According to Pirelli, if the tyre rule from Q3 is scrapped, then teams could get total freedom in their tyre choices.
Currently, Pirelli nominate three tyres for the teams to use at each race weekend, of which the teams and drivers choose 13 sets.
Force India team principal Otmar Szafnauer is one of those who has argued in favour of scrapping said nominations.
“We should have free tyre choice from any [compound]. I still think that’s a good idea, not this limited thing that we have now,” Szafnaeur said.
“If you want a variety of strategies, make a free tyre choice. Any two compounds you want as opposed to they give you a range of compounds you can pick from.”
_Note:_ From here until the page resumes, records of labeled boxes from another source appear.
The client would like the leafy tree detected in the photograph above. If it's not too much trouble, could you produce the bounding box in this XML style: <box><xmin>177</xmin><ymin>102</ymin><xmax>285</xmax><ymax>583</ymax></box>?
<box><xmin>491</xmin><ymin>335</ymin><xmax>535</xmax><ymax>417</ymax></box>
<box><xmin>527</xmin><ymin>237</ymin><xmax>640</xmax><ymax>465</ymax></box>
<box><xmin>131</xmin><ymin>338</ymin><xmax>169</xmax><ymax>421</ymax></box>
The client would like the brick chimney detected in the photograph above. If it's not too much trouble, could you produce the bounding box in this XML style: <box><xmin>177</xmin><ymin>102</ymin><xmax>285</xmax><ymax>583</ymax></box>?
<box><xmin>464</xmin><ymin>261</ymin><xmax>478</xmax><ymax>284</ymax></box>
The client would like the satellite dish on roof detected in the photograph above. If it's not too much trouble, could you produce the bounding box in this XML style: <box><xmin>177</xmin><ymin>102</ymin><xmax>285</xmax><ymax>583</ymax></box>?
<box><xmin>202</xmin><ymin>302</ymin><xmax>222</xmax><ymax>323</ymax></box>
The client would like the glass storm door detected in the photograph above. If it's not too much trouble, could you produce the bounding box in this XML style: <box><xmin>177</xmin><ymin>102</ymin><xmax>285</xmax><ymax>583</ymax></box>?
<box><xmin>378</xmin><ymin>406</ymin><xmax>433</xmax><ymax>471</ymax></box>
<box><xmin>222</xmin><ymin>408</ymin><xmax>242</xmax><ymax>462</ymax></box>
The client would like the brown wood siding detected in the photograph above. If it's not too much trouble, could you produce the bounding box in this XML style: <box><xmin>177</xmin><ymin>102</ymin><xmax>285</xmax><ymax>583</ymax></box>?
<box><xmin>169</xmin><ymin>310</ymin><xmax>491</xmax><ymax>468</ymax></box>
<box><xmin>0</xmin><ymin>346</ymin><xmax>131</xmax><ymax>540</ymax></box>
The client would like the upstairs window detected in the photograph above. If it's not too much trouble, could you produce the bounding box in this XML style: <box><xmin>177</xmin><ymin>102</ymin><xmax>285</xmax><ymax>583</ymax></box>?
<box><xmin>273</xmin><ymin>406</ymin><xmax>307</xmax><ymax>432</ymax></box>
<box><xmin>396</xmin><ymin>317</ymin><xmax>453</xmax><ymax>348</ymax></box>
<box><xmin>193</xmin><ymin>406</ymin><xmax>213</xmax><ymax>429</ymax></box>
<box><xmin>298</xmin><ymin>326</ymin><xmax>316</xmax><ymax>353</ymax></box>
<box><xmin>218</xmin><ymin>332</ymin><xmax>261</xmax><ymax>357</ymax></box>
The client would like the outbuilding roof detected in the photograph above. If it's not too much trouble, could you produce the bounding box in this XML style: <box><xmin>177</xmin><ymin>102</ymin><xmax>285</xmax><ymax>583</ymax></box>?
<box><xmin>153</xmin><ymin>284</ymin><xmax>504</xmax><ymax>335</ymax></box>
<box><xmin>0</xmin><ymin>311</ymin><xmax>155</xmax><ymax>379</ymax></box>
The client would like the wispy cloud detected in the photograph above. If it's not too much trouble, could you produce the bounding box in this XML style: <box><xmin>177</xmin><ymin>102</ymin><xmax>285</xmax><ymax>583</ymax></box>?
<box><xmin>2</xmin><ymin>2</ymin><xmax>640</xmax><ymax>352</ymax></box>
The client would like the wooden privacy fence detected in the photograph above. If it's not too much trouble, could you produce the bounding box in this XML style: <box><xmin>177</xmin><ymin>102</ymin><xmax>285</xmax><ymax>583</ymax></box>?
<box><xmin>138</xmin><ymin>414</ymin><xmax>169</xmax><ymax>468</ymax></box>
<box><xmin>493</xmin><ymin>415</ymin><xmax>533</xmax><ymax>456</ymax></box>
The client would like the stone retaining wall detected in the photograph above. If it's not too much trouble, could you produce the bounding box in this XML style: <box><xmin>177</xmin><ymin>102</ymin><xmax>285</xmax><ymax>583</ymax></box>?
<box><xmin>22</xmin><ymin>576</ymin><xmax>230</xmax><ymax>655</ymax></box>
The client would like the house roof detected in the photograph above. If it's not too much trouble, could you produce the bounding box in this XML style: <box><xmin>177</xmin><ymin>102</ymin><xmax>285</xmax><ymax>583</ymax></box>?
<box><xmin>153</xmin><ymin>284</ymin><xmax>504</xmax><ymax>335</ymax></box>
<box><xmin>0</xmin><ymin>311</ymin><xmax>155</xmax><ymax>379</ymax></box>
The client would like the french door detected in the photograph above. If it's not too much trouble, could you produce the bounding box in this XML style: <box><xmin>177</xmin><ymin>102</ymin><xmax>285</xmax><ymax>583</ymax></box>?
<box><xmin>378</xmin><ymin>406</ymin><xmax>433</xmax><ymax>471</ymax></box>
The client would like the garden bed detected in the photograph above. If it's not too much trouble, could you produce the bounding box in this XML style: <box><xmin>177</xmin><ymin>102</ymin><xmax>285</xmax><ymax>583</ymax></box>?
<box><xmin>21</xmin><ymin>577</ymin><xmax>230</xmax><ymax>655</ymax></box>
The American believes that the choice should be up to the teams and drivers, and not decided on by Pirelli themselves.
“Why not leave it up to you? Then for sure you’ll get different [strategies],” he continued.
“Some people will say ‘I really want to qualify high here I don’t care what happens in the race at least I have my Saturday night’. Especially if there’s a race where overtaking’s difficult.
“I doubt we will all come to the same conclusion because if you have disparity in performance and you have disparity in tyres other people might gamble in a different way.”
Pirelli motorsport director Mario Isola had said that this would be possible, if a certain rule was lifted.
That rule where a driver who reaches the top ten has to start the grand prix on the tyres he set his fastest time in Q2.
Isola has admitted that giving teams freedom in their tyre choices has been “discussed in the past”.
“Some teams came up with some simulation showing that if we give the freedom to the teams to choose any of the compounds it’s an additional advantage to the top teams because the midfield has to push more for qualifying with a more aggressive selection and then they have to start the race with those tyres selected for quali,” Isola said.
“So I believe it is feasible, provided we also change some of the sporting regulations like not obliging to start on the tyres they qualified on in Q2 or something like that to make something that makes sense.”
Isola also explained that the final details of next year’s arrangement were yet to be confirmed.
We already know that no matter which three compounds of tyre are brought to a race weekend, they will be referred to as the same.
“Hard, medium and soft is the terminology for next year,” he explained.
“We will make an official release, announcement with also the colours because we are still defining the colours.
“So when the colours are defined, we will release colours and name together.”